Une étude allemande récente plus particulièrement centrée sur la lumière polarisée vient confirmer cette observation. Elle montre que de nombreuses espèces dépendent de la lumière polarisée pour vivre. Cette lumière spéciale agit comme une sorte de “boussole céleste”, leur permettant de se déplacer, se nourrir, survivre et se reproduire. “les surfaces artificielles lisses et sombres, telles que les carrosseries métalliques des voitures, les routes, les façades d’immeubles en verre, les panneaux photovoltaïques ou les serres agricoles, polarisent fortement la lumière et ont tendance à être confondues avec des surfaces aquatiques. Il n’est ainsi pas rare de voir des libellules et d’autres insectes aquatiques pondre sur des voitures ou adopter comme territoire une portion de route.

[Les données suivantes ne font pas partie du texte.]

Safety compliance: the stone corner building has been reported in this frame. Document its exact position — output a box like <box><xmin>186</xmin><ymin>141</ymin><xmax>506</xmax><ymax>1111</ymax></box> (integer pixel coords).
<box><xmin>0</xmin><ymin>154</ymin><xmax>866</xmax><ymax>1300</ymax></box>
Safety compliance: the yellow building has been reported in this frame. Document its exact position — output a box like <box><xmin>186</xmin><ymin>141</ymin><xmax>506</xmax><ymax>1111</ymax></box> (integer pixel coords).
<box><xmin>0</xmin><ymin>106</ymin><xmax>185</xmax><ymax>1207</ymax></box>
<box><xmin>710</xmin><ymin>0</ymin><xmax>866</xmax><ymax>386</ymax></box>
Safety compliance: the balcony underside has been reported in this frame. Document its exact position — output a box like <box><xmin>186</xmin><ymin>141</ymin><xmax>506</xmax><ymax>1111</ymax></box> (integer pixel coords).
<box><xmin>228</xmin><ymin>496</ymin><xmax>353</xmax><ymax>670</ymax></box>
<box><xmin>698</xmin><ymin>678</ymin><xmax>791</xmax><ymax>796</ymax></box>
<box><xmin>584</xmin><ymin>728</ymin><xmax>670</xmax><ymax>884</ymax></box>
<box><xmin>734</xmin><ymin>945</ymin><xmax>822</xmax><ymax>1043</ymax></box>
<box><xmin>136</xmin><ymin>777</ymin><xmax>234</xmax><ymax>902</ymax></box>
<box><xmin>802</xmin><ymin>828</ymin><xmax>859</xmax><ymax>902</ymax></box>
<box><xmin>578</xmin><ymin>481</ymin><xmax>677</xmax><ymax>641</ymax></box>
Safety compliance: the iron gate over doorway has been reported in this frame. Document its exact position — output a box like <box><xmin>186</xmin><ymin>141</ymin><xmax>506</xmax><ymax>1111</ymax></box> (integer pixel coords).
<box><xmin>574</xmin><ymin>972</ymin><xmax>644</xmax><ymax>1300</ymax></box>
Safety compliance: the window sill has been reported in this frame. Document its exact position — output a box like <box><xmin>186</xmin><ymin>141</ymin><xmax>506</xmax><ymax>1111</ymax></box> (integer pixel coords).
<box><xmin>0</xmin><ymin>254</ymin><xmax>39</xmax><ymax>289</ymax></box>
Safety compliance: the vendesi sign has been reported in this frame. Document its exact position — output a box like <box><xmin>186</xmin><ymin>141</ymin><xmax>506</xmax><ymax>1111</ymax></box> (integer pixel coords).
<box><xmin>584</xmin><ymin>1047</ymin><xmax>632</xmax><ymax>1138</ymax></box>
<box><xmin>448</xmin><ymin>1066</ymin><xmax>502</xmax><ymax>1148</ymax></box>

Aujourd’hui la prise de conscience de ce phénomène progresse. Les aménageurs et les collectivités doivent certainement repenser l’éclairage urbain à l’aune de ce constat. Il est possible de réduire le halo lumineux sans assombrir les rues des grandes villes en commençant tout simplement par bannir les éclairages dirigés vers le ciel. Une mesure qui s’impose d’autant plus que tout cet éclairage représente une source de gâchis énergétique considérable.